In other words, if the averments alleging the commission of a crime are severable and if following such act of severance, the petitioners’ pleadings still contains sufficient averments which suffices and discloses a cause of action devoid of criminal imputation against any of the parties to the proceedings, then the burden of proof laying on the petitioner is not of a criminal nature beyond reasonable doubt but that which requires proof on preponderance of evidence.

The principle of severance in cases of this nature is of great significance and has been emphasized by their Lordships as seen in the case of Omoboriowo v Ajasin (supra). In other words, the determining factor is whether the allegations, if severed and put into two separate compartments, can be sustained as an entity. If the answer is positive, then proof of one is not dependent on the other but side by side. The crucial determinant factor certainly is dependent on the pleadings of the parties”.

On the severance concept, the key point is simply that pleadings are to be ‘severed’ into two places- the ones with criminal imputations on the one hand and the ones without, on the other.

The ones with criminal imputations will require the proof beyond reasonable doubt standard to succeed while the ones without, will be resolved on the balance of probabilities upon preponderance of evidence. If upon severance, a civil claim still rests solely upon the pleadings containing criminal imputations, the standard will be proof beyond reasonable doubt, failing which the claim also fails.

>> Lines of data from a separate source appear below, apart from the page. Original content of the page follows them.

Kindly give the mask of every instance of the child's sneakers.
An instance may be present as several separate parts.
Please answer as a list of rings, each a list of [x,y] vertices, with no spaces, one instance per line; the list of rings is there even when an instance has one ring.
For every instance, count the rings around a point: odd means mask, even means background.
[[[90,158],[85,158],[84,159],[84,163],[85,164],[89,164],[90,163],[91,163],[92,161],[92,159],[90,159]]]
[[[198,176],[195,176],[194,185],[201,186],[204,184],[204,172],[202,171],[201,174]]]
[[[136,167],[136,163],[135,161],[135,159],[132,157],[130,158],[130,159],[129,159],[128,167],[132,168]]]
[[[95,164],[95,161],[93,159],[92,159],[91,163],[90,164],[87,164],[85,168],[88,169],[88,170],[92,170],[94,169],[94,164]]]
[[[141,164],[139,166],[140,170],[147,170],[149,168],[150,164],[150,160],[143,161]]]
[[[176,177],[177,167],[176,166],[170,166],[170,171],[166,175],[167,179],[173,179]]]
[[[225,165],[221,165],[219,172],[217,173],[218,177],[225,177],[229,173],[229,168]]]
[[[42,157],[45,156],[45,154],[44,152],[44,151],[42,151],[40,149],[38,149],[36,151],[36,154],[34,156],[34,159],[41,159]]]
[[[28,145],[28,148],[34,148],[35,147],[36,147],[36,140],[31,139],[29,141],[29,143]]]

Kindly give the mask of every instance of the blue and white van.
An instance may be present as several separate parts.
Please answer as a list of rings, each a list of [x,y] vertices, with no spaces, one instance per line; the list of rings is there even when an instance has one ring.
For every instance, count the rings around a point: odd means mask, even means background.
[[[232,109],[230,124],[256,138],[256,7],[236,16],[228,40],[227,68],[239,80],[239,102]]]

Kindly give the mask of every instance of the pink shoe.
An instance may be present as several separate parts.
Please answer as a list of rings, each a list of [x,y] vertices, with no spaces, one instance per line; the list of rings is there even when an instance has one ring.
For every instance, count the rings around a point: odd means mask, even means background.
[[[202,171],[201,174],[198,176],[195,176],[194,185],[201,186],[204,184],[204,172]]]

While highly commendable, the concept of severance failed to cure the illogicality, and fatal legislative and jurisprudential misconception, which necessitated the retrogressive importation of the proof beyond reasonable doubt doctrine into civil proceedings in the first place.  The concept of severance still retains the requirement of proving criminal allegations in civil proceedings beyond reasonable doubt because, the ‘severed’ pleadings, with criminal imputations, must still be proved beyond reasonable doubt else the claims founded on them will inevitably fail. Severance seems useful only where there are other pleadings devoid of criminal imputations and which have the suit’s main justiciable claims attached to them.